CO2 Reduction on Transition Metal (Fe, Co, Ni, and Cu) Surfaces: In Comparison with Homogeneous Catalysis

Reduction of CO2 to CO on Fe, Co, Ni, and Cu surfaces has been studied using density functional theory (DFT) methods. Three reaction steps were studied: (a) adsorption of CO2 (M + CO2 = CO2/M) (M = transition metal surface), (b) decomposition of CO2 (CO2/M = (CO + O)/M), and (c) desorption of CO ((CO + O)/M = O/M + CO). Binding energies and reaction energies were calculated using the generalized gradient approximation (GGA) via the Perdew-Burke-Emzerhof (PBE) functional.

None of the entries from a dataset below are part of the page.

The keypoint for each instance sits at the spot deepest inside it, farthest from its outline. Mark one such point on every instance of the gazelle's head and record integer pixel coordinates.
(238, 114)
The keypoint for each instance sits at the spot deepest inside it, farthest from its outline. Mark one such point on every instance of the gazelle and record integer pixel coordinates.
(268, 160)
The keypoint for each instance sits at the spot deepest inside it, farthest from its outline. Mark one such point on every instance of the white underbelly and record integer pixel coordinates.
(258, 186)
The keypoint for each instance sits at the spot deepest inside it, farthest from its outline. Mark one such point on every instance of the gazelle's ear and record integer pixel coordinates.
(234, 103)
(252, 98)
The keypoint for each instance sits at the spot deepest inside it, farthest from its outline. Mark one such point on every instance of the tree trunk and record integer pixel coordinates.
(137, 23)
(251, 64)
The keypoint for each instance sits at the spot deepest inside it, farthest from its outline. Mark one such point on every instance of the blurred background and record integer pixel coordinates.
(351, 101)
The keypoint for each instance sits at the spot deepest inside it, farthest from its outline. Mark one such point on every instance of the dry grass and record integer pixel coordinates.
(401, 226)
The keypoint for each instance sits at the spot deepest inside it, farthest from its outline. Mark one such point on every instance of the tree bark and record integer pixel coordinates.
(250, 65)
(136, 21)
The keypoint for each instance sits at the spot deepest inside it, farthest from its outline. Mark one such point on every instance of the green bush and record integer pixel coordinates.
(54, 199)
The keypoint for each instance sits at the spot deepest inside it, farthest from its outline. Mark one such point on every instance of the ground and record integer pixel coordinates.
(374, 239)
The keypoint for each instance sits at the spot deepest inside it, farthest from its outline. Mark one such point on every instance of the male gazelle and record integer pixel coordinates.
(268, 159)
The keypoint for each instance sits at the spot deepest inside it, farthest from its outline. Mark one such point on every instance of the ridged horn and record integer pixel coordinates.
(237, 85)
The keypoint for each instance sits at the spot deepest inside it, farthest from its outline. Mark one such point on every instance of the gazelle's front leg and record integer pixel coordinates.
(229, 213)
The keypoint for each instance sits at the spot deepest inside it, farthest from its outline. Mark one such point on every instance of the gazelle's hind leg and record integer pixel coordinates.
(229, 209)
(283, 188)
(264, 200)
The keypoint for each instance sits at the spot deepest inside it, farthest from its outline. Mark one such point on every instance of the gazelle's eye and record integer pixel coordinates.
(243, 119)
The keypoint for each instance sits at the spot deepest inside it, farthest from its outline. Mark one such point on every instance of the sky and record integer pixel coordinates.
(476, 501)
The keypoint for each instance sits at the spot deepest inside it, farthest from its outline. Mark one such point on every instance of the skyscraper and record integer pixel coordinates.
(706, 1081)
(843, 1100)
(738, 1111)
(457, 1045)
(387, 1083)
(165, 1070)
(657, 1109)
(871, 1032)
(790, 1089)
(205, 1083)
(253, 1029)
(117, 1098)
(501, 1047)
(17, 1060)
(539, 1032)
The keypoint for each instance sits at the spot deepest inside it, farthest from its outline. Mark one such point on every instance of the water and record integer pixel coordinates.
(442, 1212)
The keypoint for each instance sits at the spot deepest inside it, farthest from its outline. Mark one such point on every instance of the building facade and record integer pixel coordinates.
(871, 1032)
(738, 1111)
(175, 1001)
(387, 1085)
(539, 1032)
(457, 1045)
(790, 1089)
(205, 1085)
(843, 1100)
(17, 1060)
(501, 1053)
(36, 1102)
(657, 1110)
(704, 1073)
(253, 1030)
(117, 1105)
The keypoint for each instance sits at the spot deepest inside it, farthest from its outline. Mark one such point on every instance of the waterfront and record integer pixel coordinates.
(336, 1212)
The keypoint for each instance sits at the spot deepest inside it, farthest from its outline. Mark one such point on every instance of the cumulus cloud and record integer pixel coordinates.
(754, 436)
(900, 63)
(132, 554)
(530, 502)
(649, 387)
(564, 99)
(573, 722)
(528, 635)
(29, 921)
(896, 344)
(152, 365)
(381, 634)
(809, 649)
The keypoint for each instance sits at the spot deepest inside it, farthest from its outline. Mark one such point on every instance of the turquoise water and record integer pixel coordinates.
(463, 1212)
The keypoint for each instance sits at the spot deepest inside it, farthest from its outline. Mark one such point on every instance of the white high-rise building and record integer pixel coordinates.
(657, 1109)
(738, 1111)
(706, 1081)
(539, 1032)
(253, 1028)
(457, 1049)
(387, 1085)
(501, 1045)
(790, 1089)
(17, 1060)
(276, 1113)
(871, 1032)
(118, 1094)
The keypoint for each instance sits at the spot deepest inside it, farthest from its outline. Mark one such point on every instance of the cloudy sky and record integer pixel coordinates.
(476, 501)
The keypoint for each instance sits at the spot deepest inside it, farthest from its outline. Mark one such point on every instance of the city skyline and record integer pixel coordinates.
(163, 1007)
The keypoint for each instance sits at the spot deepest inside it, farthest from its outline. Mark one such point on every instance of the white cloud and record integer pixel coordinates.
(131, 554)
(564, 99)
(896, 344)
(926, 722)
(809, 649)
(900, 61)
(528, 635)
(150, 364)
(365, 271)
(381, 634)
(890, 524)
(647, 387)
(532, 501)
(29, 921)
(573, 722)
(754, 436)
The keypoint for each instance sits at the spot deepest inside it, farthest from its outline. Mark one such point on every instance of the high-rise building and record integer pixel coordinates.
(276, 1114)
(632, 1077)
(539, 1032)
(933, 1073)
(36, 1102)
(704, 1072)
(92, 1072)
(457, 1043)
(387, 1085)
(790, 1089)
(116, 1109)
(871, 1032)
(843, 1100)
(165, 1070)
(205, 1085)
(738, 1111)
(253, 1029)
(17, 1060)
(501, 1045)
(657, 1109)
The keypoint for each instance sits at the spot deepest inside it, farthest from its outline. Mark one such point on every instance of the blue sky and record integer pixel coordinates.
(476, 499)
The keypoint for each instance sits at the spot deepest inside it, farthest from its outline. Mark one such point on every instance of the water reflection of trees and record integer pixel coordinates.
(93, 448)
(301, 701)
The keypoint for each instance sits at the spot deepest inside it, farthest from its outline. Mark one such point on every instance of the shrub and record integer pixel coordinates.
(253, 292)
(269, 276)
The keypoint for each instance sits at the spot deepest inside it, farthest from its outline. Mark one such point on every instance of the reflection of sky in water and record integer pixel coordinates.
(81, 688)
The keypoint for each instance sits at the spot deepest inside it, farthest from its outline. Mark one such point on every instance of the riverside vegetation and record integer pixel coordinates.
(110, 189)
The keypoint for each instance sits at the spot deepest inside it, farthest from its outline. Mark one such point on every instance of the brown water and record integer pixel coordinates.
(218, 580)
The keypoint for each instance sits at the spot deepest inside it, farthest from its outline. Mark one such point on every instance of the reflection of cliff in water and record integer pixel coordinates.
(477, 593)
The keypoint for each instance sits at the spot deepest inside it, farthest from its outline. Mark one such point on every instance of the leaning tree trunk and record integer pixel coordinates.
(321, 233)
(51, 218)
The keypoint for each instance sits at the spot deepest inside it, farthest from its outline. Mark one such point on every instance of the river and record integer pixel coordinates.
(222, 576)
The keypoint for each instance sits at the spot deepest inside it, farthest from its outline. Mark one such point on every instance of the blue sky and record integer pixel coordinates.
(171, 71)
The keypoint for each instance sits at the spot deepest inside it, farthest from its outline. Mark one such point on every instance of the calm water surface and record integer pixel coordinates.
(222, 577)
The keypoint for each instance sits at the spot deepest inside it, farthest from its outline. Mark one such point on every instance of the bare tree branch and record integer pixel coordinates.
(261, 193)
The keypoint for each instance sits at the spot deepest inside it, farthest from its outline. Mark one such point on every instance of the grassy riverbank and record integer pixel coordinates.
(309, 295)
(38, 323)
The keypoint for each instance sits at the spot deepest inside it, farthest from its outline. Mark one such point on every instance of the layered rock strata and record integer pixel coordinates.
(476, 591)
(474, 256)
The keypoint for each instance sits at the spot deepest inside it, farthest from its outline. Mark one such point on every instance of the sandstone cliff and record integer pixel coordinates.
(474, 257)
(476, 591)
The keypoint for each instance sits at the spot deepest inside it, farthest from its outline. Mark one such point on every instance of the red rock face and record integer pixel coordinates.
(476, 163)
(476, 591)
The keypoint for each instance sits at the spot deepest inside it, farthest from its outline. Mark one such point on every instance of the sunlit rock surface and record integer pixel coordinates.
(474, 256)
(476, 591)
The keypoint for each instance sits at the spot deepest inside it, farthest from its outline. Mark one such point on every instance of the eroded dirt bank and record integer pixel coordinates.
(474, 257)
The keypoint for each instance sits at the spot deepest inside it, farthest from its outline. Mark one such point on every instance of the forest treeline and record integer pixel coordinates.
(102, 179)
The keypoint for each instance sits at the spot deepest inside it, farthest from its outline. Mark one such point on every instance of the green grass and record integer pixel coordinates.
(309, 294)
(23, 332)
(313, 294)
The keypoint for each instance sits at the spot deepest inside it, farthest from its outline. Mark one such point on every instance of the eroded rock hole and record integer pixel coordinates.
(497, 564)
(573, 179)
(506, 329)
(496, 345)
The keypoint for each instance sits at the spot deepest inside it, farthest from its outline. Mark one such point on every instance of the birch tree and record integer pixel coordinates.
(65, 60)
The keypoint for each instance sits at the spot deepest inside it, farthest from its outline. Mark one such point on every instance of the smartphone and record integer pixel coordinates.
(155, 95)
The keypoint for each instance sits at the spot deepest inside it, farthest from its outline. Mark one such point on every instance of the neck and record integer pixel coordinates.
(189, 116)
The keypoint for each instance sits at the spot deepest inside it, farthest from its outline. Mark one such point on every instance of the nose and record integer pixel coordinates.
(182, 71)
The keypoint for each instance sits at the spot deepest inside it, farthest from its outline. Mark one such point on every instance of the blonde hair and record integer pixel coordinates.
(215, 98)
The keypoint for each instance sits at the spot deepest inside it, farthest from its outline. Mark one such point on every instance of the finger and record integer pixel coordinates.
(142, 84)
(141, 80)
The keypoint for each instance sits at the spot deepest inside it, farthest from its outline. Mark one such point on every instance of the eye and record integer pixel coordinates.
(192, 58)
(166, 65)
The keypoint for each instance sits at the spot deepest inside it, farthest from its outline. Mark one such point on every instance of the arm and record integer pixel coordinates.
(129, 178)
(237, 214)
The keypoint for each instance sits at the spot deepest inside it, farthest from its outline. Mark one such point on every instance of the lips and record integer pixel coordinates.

Calculations show an interesting trend for reaction energies and total reaction barriers, as a function of metal: from Fe to Cu, reactions tend to be less exergonic; the metals earlier in the 3d series have lower total barriers for CO2 reduction. However, "overbinding" of CO2 on Fe causes a thermodynamic sink on the reaction coordinate, and Co and Ni are more favorable in terms of a smaller fluctuation in reaction energies/barriers for these elementary catalytic steps. A Bronsted-Evans-Polanyi (BEP) relationship was analyzed for C-O bond scission of CO2 on the metal surfaces. Heterogeneous catalysis is also compared with the homogeneous models using transition metal beta-diketiminato complexes, showing that both heterogeneous and homogeneous catalysis of CO2 reduction display the same energetic trend as a function of metal.